On Tue, Jan 12, 2016 at 7:24 PM, Andres Freund <andres@anarazel.de> wrote: > On 2016-01-12 19:17:49 +0530, Amit Kapila wrote: > > Why can't we do it at larger intervals (relative to total amount of writes)? > > To explain, what I have in mind, let us assume that checkpoint interval > > is longer (10 mins) and in the mean time all the writes are being done > > by bgwriter > > But that's not the scenario with the regression here, so I'm not sure > why you're bringing it up? > > And if we're flushing significant portion of the writes, how does that > avoid the performance problem pointed out two messages upthread? Where > sorting leads to flushing highly contended buffers together, leading to > excessive wal flushing? >
I think it will avoid that problem, because what I am telling is not-to-sort
the buffers before writing, rather sort the flush requests. If I remember
correctly, the initial patch of Fabien doesn't have sorting at the buffer
level, but still he is able to see the benefits in many cases.
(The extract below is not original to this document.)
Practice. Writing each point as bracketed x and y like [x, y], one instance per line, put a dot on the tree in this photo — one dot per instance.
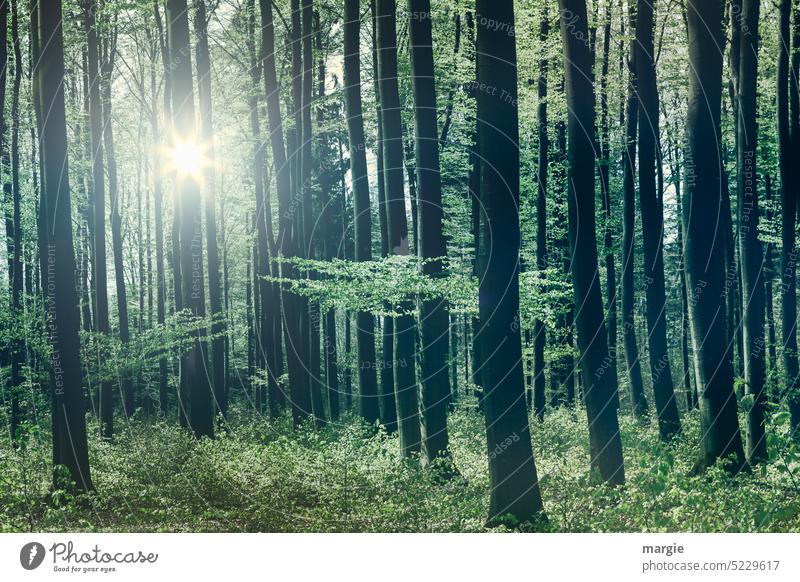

> > But more importantly, unless you also want to delay the writes > themselves, leaving that many dirty buffers in the kernel page cache > will bring back exactly the type of stalls (where the kernel flushes all > the pending dirty data in a short amount of time) we're trying to avoid > with the forced flushing. So doing flushes in a large patches is > something we really fundamentally do *not* want! >
Could it be because random I/O?
> > which it registers in shared memory so that later checkpoint > > can perform corresponding fsync's, now when the request queue > > becomes threshhold size (let us say 1/3rd) full, then we can perform > > sorting and merging and issue flush hints. > > Which means that a significant portion of the writes won't be able to be > collapsed, since only a random 1/3 of the buffers is sorted together. > > > > Basically, I think this can lead to lesser merging of neighbouring > > writes, but might not hurt if sync_file_range() API is cheap. > > The cost of writing out data doess correspond heavily with the number of > random writes - which is what you get if you reduce the number of > neighbouring writes. >
Yeah, thats right, but I am not sure how much difference it would
create if sorting everything at one short versus if we do that in
batches. In anycase, I am just trying to think out loud to see if we
can find some solution to the regression you have seen above
without disabling sorting altogether for certain cases.